Hindi, Hamas’ın bu saldırıdan ABD yönetimini ve İsrail’i sorumlu tuttuğunu vurguladı.
Katar, İsrail'in Hamas üyelerine yönelik saldırısında güvenlik personellerinden ölü ve yaralıların olduğunu duyurdu
İçişleri Bakanlığından yapılan yazılı açıklamada, Doha’nın farklı bölgelerinde İsrail saldırıları sonucunda meydana gelen patlamaların, Hamas üyelerinden bazılarını hedef aldığı belirtildi.
Katar: Egemenliğimizin ihlal edilmesine müsamaha göstermeyeceğiz, saldırıya yanıt verme hakkımız saklı
Katar Başbakanı ve Dışişleri Bakanı Muhammed bin Abdurrahman Al Sani, basın mensuplarına yaptığı açıklamada, "Katar'ın egemenliğinin ihlal edilmesine müsamaha göstermeyeceğini ve bu açık saldırıya yanıt verme hakkını saklı tuttuğunu vurguluyoruz." dedi
Katar Dışişleri Bakanı, "İsrail, Doha’ya yönelik alçakça bir saldırı gerçekleştirmiştir ve bu ancak bir devlet terörü olarak ifade edilebilir. Saldırı, Hamas liderliğinin Gazze müzakerelerine ilişkin toplantısı sırasında gerçekleşti. Bugün yaşananlar devlet terörüdür, bölgesel güvenlik ve istikrarı bozma girişimidir." şeklinde konuştu.
"İsrail, barış için her fırsatı sabote ediyor"
Al Sani, saldırı olduğu sırada Gazze'de ateşkes müzakerelerinin ABD'nin talebi üzerine sürdüğüne dikkati çekerek, "İsrail, barış için her fırsatı sabote ediyor." şeklinde konuştu.
İsrail saldırısına karşı hukuki işlem başlatılması için bir ekibin oluşturulduğunu aktaran Al Sani, "Bugün yaşananlar, devlet terörü ve bölgesel güvenlik ve istikrarı bozma girişimiydi." şeklinde konuştu.
Al Sani, İsrail saldırısının "bölgede haydut bir aktörün ve siyasi kaosun olduğu mesajı" verdiğini belirterek, "(İsrail Başbakanı Binyamin) Netanyahu bölgeyi telafisi mümkün olmayan bir noktaya sürüklüyor." dedi.

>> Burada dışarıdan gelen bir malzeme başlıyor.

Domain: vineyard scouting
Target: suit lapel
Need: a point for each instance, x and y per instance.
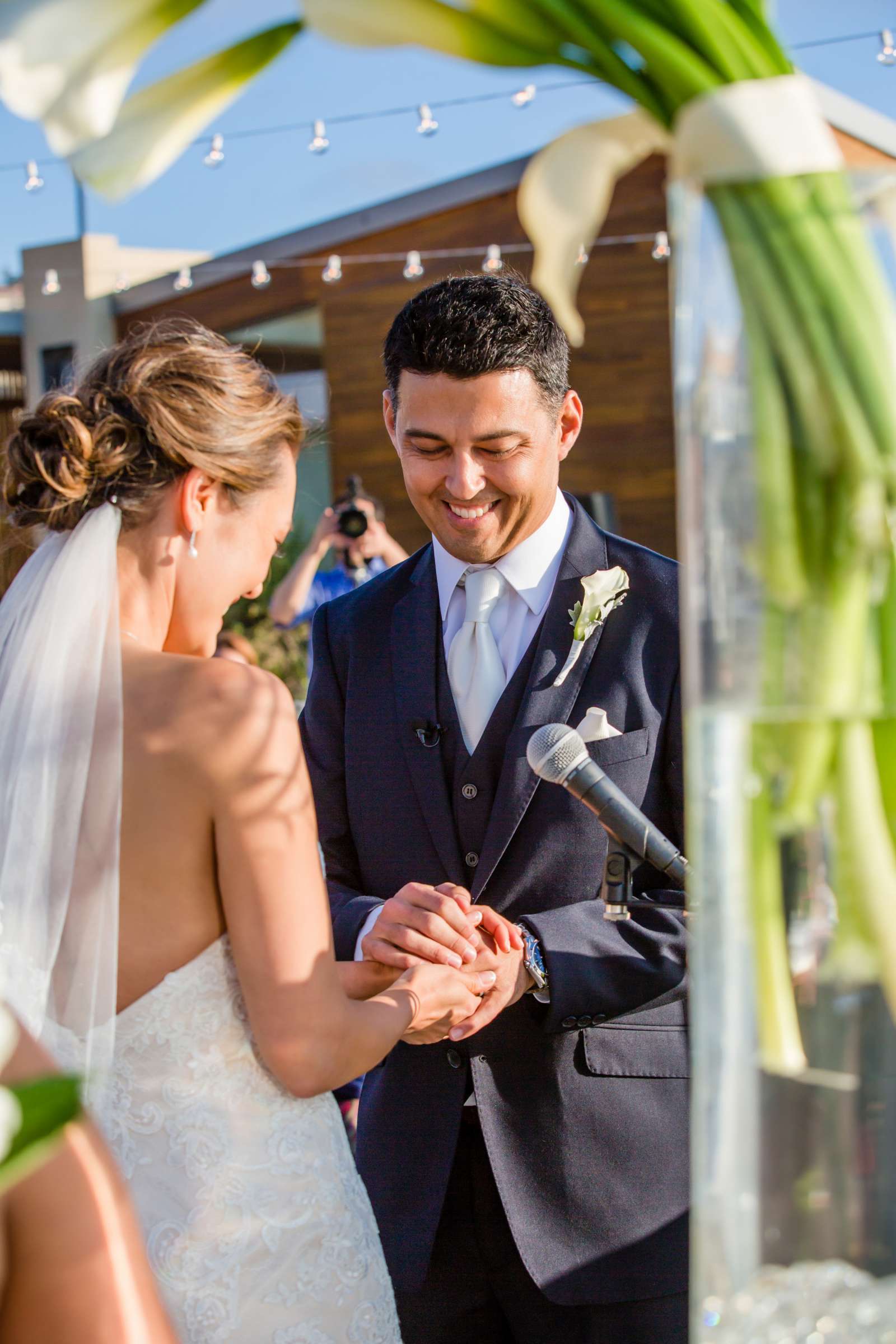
(543, 702)
(416, 632)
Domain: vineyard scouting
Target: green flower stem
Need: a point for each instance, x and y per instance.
(781, 1047)
(781, 553)
(703, 25)
(855, 433)
(757, 279)
(610, 66)
(836, 633)
(669, 61)
(866, 864)
(786, 207)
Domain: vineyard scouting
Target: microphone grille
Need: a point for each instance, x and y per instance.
(554, 750)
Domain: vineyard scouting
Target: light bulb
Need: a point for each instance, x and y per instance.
(319, 143)
(332, 270)
(413, 268)
(492, 263)
(428, 125)
(216, 156)
(34, 182)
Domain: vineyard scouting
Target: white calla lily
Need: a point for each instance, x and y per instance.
(441, 27)
(602, 592)
(157, 123)
(10, 1108)
(69, 62)
(564, 197)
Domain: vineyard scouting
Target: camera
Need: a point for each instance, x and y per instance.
(352, 522)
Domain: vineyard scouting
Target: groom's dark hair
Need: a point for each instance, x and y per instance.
(476, 324)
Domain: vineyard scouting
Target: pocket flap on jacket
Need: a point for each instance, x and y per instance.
(637, 1052)
(627, 746)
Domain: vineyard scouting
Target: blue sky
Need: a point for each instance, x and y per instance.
(270, 185)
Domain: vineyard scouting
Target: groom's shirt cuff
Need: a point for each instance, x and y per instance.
(366, 928)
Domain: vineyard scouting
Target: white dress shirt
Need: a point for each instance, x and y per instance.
(531, 570)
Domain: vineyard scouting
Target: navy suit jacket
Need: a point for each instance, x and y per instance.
(584, 1103)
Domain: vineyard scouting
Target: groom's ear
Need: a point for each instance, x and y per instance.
(389, 416)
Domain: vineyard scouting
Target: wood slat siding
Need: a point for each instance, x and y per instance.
(622, 373)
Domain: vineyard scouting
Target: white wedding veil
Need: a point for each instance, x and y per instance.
(61, 780)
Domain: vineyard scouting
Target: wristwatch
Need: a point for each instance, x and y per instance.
(534, 963)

Katar Başbakanı, Netanyahu'nun Orta Doğu'yu yeniden şekillendireceği yönündeki açıklamasını hatırlatarak, saldırının, Körfez bölgesini de yeniden şekillendirme yönünde bir adım olup olmadığını sorguladı.
Katar Başbakanı ve Dışişleri Bakanı, "İsrail'in yaptıkları göz ardı edilmemeli ve buna karşı her türlü tedbir alınmalıdır." dedi.

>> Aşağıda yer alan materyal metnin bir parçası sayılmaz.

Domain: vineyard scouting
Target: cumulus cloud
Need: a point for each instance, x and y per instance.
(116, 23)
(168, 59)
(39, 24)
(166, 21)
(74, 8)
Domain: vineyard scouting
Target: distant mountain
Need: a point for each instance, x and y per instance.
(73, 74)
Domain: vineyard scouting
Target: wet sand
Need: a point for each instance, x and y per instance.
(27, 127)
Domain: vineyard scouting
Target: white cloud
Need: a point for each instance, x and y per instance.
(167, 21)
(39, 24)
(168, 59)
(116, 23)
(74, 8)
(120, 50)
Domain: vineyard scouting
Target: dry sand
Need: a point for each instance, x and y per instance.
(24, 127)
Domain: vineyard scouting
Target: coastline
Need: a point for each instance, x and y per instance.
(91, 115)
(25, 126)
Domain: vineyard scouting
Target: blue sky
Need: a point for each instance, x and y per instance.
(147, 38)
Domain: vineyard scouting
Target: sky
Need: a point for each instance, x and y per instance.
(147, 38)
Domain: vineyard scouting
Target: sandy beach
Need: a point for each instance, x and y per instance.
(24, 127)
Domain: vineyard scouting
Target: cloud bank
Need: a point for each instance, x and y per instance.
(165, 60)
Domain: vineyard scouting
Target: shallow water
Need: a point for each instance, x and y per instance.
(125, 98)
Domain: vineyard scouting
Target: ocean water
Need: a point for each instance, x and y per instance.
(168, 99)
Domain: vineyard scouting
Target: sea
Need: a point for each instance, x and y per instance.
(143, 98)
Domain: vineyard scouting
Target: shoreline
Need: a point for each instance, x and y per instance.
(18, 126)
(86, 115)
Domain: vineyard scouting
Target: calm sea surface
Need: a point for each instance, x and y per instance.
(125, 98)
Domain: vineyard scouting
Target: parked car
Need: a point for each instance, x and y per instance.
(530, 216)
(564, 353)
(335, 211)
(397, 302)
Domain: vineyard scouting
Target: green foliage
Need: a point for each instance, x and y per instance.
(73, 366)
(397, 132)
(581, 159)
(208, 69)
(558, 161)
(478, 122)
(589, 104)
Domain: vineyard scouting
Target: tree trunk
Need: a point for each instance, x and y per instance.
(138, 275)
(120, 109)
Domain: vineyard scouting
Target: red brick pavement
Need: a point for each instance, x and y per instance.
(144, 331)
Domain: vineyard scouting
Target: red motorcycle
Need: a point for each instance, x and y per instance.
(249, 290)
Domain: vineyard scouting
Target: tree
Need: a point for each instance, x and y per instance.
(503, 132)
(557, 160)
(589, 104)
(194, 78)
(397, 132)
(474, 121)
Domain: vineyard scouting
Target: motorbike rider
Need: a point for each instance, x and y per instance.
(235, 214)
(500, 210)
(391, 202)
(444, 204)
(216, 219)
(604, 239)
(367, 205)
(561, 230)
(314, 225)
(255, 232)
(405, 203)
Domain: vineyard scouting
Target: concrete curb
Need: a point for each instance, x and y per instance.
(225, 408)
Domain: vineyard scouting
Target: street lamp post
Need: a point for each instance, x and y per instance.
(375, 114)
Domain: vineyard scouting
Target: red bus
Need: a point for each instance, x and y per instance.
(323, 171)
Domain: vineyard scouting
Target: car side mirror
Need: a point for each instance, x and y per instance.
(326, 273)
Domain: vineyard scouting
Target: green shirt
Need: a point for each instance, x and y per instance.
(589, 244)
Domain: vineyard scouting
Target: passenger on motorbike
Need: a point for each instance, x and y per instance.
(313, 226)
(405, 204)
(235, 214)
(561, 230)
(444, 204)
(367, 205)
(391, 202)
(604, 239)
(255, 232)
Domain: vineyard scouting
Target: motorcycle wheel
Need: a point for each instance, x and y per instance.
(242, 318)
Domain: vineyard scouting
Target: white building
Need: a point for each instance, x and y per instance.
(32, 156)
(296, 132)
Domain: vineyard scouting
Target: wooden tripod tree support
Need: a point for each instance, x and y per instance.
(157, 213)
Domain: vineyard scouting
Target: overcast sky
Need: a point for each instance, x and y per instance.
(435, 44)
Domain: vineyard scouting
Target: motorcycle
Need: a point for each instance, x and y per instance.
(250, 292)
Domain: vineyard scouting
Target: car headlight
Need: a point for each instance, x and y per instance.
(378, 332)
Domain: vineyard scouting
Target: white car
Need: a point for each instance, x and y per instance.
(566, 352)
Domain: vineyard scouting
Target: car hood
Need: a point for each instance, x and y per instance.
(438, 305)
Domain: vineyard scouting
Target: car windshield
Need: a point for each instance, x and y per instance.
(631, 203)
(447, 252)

İlk incelemelerde İç Güvenlik Kuvvetleri’nden Vekil Onbaşı Badr Saad Mohammed El-Humeidi El-Dosari’nin görev başındayken öldürüldüğü, güvenlik personeli arasında da çok sayıda yaralıların bulunduğu bildirildi.
Açıklamada, patlamaların yaşandığı bölgede İç Güvenlik Kuvvetleri’ne bağlı uzman patlayıcı imha ekiplerinin çalışmalarını sürdürdüğü, güvenlik taramasının devam ettiği ve saha prosedürlerinin planlara uygun şekilde yürütüldüğü belirtildi.
Bakanlık, İç Güvenlik Kuvvetleri ile koordineli biçimde gelişmeleri yakından takip ettiklerini, vatandaşların ve bölgede yaşayanların güvenliğinin birincil öncelik olduğunu vurguladı. Ayrıca halka yalnızca resmi kaynaklardan bilgi edinmeleri çağrısı yapıldı.